Perdana Menteri Israel Benjamin Netanyahu pada hari Senin menyebut serangan yang dilakukan negaranya terhadap kamp tersebut sebagai "kesalahan tragis." Serangan itu memicu kemarahan global terhadap Israel. Juru bicara Dewan Keamanan Nasional AS mengatakan Israel "harus mengambil segala tindakan pencegahan untuk melindungi warga sipil".
Mesir mengutuk "penargetan warga sipil yang tidak berdaya". Mereka menyebutnya sebagai bagian dari "kebijakan sistematis yang bertujuan memperluas cakupan kematian dan kehancuran di Jalur Gaza agar tidak dapat dihuni".
Kejahatan Perang
Yordania menuduh Israel melakukan "kejahatan perang yang berkelanjutan", Arab Saudi mengutuk "pembantaian yang terus berlanjut", dan Presiden Turki Recep Tayyip Erdogan bersumpah "untuk meminta pertanggungjawaban orang-orang barbar dan pembunuh ini". Sementara Qatar mengutuk “pelanggaran berbahaya terhadap hukum internasional” dan menyuarakan “kekhawatiran bahwa pemboman tersebut akan mempersulit upaya mediasi yang sedang berlangsung” menuju gencatan senjata.
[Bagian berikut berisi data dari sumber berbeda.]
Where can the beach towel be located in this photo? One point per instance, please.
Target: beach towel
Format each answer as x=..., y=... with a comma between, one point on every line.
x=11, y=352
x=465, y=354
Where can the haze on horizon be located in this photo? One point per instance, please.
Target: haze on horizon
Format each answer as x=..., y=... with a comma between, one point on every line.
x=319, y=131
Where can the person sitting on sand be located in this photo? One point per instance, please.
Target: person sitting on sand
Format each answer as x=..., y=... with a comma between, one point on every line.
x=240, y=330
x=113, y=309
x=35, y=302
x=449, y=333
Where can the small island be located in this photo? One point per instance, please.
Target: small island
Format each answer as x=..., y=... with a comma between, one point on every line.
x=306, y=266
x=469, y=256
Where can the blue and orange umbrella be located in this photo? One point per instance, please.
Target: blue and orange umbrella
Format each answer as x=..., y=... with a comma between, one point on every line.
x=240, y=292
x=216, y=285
Sekitar satu juta orang telah melarikan diri dari serangan Israel di Rafah sejak awal Mei, badan PBB untuk Pengungsi Palestina (UNRWA) melaporkan pada hari Selasa. Namun, banyak warga Palestina yang mengeluh bahwa mereka rentan terhadap serangan Israel ke mana pun mereka pergi dan mereka terus berpindah-pindah di Jalur Gaza dalam beberapa bulan terakhir.
UNRWA mengatakan penerbangan dari Rafah menjadi tempat yang tidak aman untuk dituju. Di tengah pemboman, kekurangan makanan dan air, tumpukan sampah dan kondisi kehidupan membuat kehidupan di sana tidak layak.